Then, when I came to the U.S, the first two albums I bought were Linkin Park’s Hybrid Theory (Don’t judge me! I still like that band) and of course, Radiohead’s Ok Computer.  Also, learning English gave me a total different perspective of the album. Before, it had a basic emotional feeling, now it had a more comprehensive mental state; a complete identity.  Tracks that were instant favorites such as Karma Police, Let Down, Paranoid Android and No Surprises were not just pieces of likable music, they now had a meaning. I also started to pay more attention to tracks I used to avoid such as Exit Music (For a  Film), Airbag and The Tourist.  There was a time when i was obsessed with Climbing Up The Walls and now more than ever I understand the irony of the lyrics of Fitter Happier.

The soundtrack of my life, I call it. The immersive atmosphere of the melodies and the sometimes non-sense sentences are in fact the most perfect album ever created… and I’ll prove it in the next posts to come.

Rating 5 out of 5… for my personal, musical and mental connection to Ok Computer.


One comment on “O.K.C.O.M.P.U.T.E.R

  1. Hey Helen!

    I am so sorry you unfortunately lost a parent at such a young age. I am glad that this band really gave you an outlet for comfort.

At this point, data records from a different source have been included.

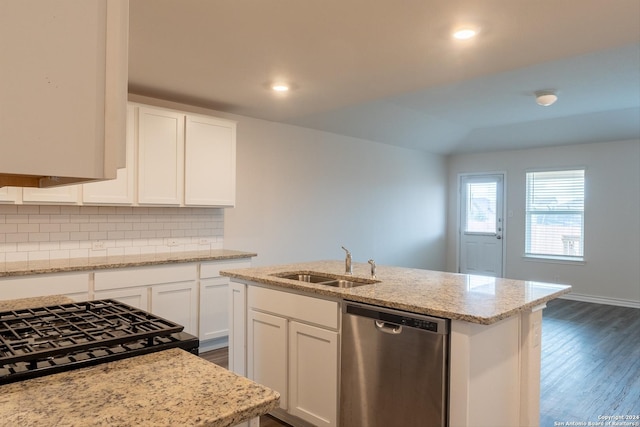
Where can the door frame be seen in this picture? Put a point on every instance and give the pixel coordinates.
(505, 227)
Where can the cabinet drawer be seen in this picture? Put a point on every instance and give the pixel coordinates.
(212, 269)
(308, 309)
(42, 285)
(144, 276)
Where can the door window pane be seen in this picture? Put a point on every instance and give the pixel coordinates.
(481, 207)
(555, 214)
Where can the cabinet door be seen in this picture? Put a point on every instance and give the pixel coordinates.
(238, 328)
(67, 194)
(135, 297)
(313, 374)
(214, 322)
(267, 352)
(177, 302)
(117, 191)
(210, 161)
(8, 194)
(160, 156)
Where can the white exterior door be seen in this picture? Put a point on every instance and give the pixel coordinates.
(481, 224)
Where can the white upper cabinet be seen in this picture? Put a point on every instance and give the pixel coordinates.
(210, 162)
(67, 194)
(8, 194)
(63, 86)
(119, 191)
(185, 159)
(160, 156)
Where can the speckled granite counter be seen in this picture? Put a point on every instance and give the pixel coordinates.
(168, 388)
(20, 304)
(475, 299)
(82, 264)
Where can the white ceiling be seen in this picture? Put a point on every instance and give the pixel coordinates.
(388, 70)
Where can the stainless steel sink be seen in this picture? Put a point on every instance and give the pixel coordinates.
(321, 279)
(309, 278)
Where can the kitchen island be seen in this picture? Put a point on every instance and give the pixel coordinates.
(494, 342)
(166, 388)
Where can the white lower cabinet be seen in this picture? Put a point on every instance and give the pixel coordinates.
(313, 373)
(177, 302)
(267, 349)
(292, 347)
(215, 303)
(169, 291)
(214, 300)
(238, 328)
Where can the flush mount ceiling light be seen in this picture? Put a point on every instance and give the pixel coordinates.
(280, 87)
(465, 33)
(546, 98)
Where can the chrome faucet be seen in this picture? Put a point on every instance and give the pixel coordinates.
(347, 262)
(373, 268)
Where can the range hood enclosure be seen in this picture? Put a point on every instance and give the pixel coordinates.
(63, 91)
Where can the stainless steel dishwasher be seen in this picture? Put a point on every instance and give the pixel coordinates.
(394, 368)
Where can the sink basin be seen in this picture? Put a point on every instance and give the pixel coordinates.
(321, 279)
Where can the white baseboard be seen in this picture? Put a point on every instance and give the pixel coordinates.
(213, 344)
(602, 300)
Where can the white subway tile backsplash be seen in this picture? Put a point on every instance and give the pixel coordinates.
(40, 233)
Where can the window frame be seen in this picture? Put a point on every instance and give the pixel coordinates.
(529, 211)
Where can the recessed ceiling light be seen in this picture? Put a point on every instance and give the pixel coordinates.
(465, 34)
(546, 98)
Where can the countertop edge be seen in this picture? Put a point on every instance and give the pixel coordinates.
(285, 284)
(83, 264)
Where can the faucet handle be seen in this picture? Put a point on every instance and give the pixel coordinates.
(373, 268)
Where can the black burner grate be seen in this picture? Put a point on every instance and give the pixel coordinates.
(40, 335)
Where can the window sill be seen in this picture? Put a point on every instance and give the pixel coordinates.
(555, 259)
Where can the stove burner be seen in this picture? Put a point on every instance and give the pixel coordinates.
(35, 342)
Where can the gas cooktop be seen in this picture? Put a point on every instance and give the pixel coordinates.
(45, 340)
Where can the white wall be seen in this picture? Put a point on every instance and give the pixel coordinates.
(611, 271)
(302, 193)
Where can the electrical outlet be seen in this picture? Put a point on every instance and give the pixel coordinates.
(98, 245)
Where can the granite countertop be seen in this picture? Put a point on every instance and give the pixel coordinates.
(34, 302)
(9, 269)
(475, 299)
(168, 388)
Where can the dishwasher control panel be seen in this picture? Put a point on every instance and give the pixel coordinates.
(418, 321)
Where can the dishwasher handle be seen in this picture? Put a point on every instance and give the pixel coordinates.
(388, 328)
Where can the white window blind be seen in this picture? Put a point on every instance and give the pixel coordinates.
(555, 214)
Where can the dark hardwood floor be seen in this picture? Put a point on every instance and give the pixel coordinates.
(590, 363)
(221, 358)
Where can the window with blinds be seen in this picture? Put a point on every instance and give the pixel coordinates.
(555, 214)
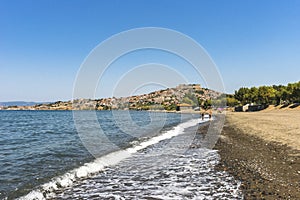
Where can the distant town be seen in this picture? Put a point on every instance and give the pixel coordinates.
(182, 97)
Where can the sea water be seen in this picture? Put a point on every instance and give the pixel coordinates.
(43, 157)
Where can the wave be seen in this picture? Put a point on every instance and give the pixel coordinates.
(47, 190)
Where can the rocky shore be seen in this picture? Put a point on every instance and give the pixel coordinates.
(268, 169)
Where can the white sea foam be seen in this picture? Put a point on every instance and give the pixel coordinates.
(48, 189)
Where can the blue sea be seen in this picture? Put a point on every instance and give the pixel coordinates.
(107, 155)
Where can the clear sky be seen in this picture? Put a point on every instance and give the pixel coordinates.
(44, 42)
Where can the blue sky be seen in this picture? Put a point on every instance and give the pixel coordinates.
(43, 43)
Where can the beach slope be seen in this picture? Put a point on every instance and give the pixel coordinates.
(262, 149)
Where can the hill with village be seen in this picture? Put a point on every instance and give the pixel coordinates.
(184, 96)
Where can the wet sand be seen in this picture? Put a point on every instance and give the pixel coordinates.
(262, 150)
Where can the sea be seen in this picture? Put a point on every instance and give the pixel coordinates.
(108, 155)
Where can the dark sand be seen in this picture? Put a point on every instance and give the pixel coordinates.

    The metal scenery you projected in this blog was absolutely beautiful. I loved the poster description as well.

    Grammar and spelling are great, so I’m not going to hound you on that.

    The point that most stuck out was you asking not to be judged for Linkin Park. It was unintentionally adorable.

    As usual, you do terrific work, and I love reading your stuff because my job is that much easier.